The Wall Street Journal reports,Monday’s stock selloff on political brinkmanship in Ukraine was a nail-biter for owners of Russian stocks, but also a chance to buy for bargain-hunting investors.
Global stocks, particularly Russia, were slammed Monday amid the escalation of the Ukraine crisis. The Market Vectors Russia ETF fell 6.9%, its biggest one-day loss in more than two years.
Mark Yusko, chief investment officer at Chapel Hill, N.C.’s Morgan Creek Capital, which advises on $4.5 billion, said that he was in the market on Monday buying the Market Vectors Russia ETF as well as Russian Internet-search company YandexNVYNDX 0.00% (YNDX), which dropped 14%.

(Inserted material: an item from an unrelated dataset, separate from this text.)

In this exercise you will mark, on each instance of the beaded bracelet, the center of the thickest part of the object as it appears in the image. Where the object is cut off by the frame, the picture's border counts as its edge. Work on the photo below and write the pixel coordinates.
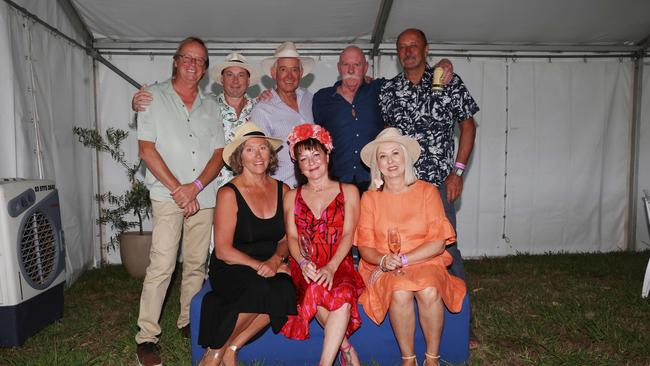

“The reaction seems much bigger than the actual events,” Mr. Yusko said late on Monday. “I don’t perceive that the profitability of companies was materially changed overnight, so we started to nibble.”
Yandex was up 7.2% in recent trading on Tuesday.
Mr. Yusko still doesn’t own much Russia and keeps a skeptical view on emerging-markets, but the selloff was too much of a bargain to pass up, he said.
Tuesday’s fast rebound also gave a partial reprieve to investors who held on.
Buying beaten-down global markets, especially those knocked by geopolitical concerns, tends to pay off historically, says Mebane Faber, chief investment officer at Cambria Investment Management, which manage and advises on around $330 million in in El Segundo, Calif.
He points out that Russia’s stock plunge on Monday put its valuation, as measured by cyclically adjusted price-to-earnings ratios, which adjust P/E for business cycle fluctuations, on par with beaten-down Greece. With a CAPE near 6.5, Russia is far cheaper than the U.S., which is near 25 for the U.S.
“We rarely see markets valued as low as Greece and Russia,” Mr. Faber said.
The idea is that these beaten-down markets eventually bounce back fast. Look no further than the Global X FTSE Greece 20 ETF (GREK), a large Cambria holding, which is up 170% since the middle of 2012, when worries that the debt-laden country could get booted from the European Union began to ease.